Yan, I'm wondering if you've ever considered storing the static model for a fabric in zookeeper, rather than just on the console server.
We have a topology such that we have several remote datacenters that all require their own glu consoles so that we can manage them in the event that we lose the dedicated connection between our office and the datacenter (we would VPN to the data center over a different line).
I would like to also have one "master" console that was configured to manage fabrics at all of our remote data centers, each with its own zookeeper ensemble. This obviously does not work quite as well as you might hope because when I deploy a model to the master console, the backup console servers are unaware of the change and vice versa.
It seems to me that you could store the static model for a fabric in zookeeper, and orchestration engines could watch zookeeper for changes in the static model, much like they watch zookeeper for changes in the live model.
I think this is an interesting question. I think there are several points:
* zookeeper is not really meant to store big content. I know that the LinkedIn model is ~ 20MB and this is not appropriate for ZooKeeper (which I think by default limit entries to 1MB).
* a zookeeper cluster should not span datacenter and it seems that is exactly what you would want to do so I don't think it would work very well
2. "Master" glu
I think what you are really asking about is what you call a "master" console. I like the idea a lot. In my mind it should be a piece of software that can talk to the (REST) api of the various consoles: it is not a console per se, something different.
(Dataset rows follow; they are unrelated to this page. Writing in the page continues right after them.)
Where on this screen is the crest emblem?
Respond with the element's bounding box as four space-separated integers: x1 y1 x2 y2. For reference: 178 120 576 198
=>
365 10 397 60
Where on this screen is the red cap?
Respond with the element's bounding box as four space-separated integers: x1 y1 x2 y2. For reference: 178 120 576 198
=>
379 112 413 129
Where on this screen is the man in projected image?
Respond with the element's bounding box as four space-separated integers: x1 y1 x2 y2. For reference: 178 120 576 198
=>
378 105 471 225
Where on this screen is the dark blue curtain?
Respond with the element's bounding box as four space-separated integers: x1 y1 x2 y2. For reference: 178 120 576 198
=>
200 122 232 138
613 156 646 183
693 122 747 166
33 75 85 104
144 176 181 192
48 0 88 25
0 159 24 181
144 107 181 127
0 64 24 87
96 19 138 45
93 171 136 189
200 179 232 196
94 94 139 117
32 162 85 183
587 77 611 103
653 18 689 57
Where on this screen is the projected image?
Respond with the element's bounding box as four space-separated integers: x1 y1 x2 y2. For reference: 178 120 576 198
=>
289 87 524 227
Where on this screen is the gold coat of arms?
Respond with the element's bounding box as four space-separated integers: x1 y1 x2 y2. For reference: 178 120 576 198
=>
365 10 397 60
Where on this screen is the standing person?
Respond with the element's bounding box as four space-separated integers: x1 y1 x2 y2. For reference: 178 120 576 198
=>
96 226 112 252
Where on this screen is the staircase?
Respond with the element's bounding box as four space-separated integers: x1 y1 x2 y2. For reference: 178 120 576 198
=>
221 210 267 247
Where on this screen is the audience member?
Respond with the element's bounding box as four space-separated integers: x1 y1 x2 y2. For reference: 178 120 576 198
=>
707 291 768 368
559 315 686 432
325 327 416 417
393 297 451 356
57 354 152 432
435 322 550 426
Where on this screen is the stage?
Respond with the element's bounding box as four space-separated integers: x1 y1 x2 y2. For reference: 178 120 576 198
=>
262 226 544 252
The consoles are not bakups, they are the real deal, handling their own "fabrics". The "master" or "central" one is the one that simply talk to them (it can have its own storage) and is an aggregate view of the system. In your example, you would "upload" a model to the "master" and it would propagate to the appropriate console invoking its "upload model" api.
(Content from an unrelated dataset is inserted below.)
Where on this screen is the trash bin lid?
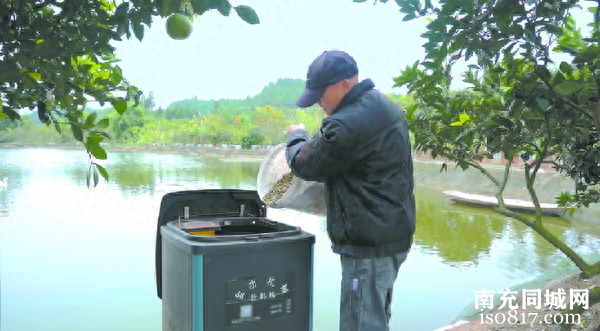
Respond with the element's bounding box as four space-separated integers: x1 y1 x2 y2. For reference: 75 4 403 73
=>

I am not sure if this is really part of glu. It could definitely be built entirely on top of glu so that may be a separate project. I am sure there are some APIs that are missing in glu in order to make it work but we could add the ones that are missing.
Let's see what people think of this. If there is enough demand for it, I would consider looking into it for sure. That seems like a pretty reasonable use case.
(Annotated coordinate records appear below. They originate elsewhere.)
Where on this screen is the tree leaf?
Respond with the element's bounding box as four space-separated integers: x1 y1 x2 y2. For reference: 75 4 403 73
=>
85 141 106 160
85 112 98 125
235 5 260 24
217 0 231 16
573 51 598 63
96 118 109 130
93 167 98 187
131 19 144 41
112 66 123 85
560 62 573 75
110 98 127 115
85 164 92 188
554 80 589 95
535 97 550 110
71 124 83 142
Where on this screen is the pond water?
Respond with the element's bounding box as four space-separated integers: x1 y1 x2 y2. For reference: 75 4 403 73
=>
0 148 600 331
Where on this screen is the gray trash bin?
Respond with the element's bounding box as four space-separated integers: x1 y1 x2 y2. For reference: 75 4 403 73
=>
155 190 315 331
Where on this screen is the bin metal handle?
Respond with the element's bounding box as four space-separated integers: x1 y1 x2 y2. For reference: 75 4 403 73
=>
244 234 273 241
We do not have zookeeper ensembles that span datacenters; each cluster has its own zookeeper ensemble since latency has to be very low. I like your idea of a master console that controls the regular consoles, though it seems that it would have largely the same interface as the existing console only it would be passing through commands to the sub-consoles rather than directly to agents.
Perhaps I will look into this -- it would be very nice to, at the least, have a service that could provide the console server and zookeeper ensemble for a given fabric, which would then allow me to proxy commands/queries to the appropriate place.
We too like this idea considering the environment of multiple data centers. However, I'd like to know more the thoughts on having separate zookeepers for separate fabrics. That does make sense given that most fabrics are environmentally isolated, but does it work well for the situation?
Due to a ZooKeeper limitation (not glu), it is not recommended to have ZooKeeper clusters spanning multiple data centers. Since one fabric is defined in a ZooKeeper cluster, a fabric should not span data centers and in general represents a subset (of a data center).